In between all these distractions and disruptions we were trying to build an airplane. We started assembly the same time as McDonnell Douglas started the F-18 fighter. They took ten years to produce their first operational squadron of twenty airplanes. We took only five years. And theirs was a conventional airplane, while ours was entirely revolutionary technology.

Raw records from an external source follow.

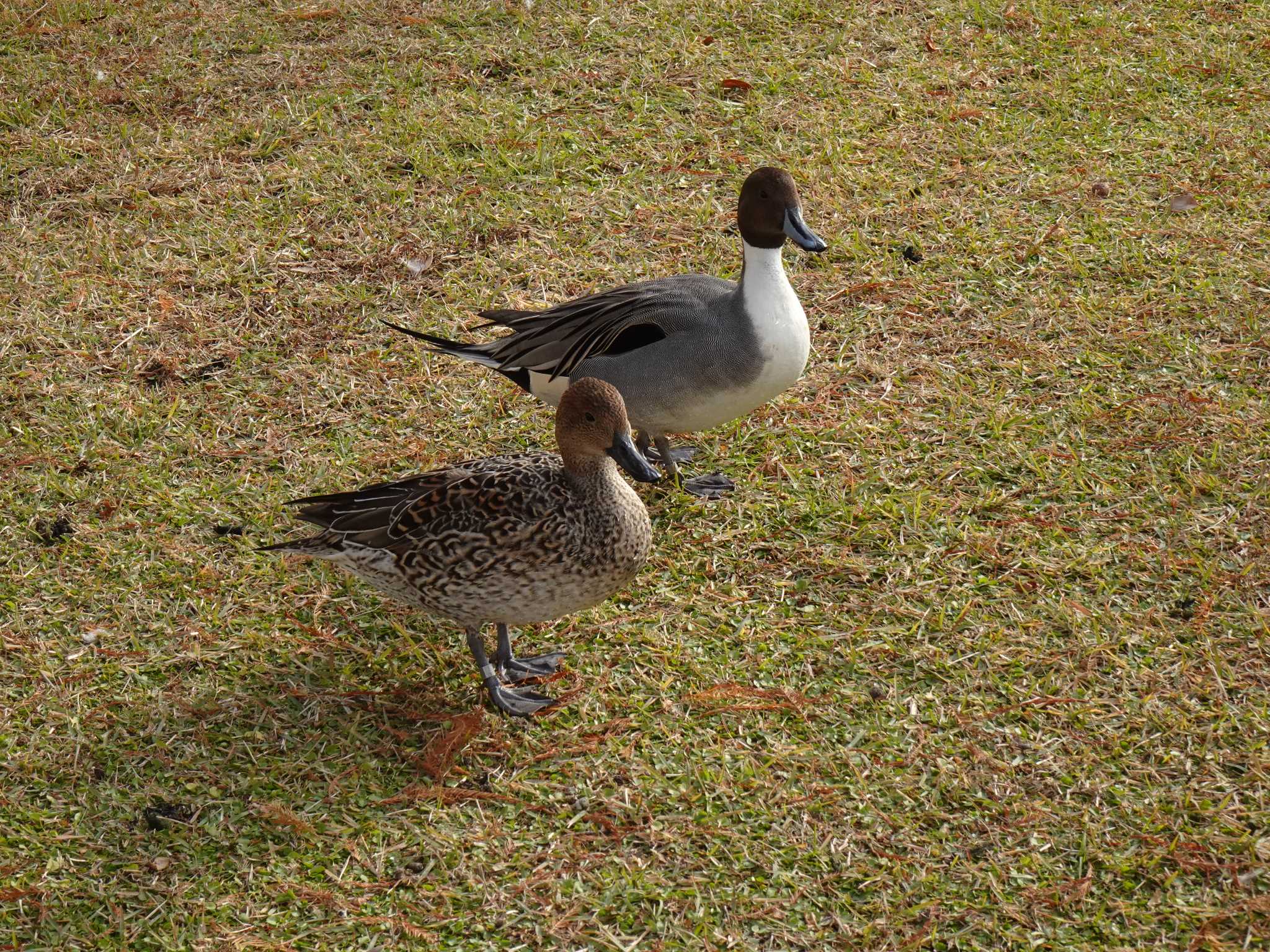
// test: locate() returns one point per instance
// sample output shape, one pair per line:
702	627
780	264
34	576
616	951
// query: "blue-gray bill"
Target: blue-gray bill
631	460
799	234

We began by refining our shape on the computer and then constructing a full-scale wooden mock-up so that the exact shape and fit of each critical facet panel and component could be evaluated and any problems associated with new details like the bomb bay could be identified and solved. We knew that this slightly newer and larger shape would be as unstable as the Have Blue aircraft—but would there be differences? To find out, one of our aerodynamicists built a giant slingshot that looked like a rock-hurling catapult right out of an old Robin Hood movie, set it up on the third-floor ramp of a huge assembly building the length of two and a half football fields—and then fired off models of our new stealth shape and took slow-motion film of how they fell to the ground, receiving a painless preview of what would happen if the real airplane spun out of control. Security forced us to do this indoors rather than off a rooftop—but it worked perfectly.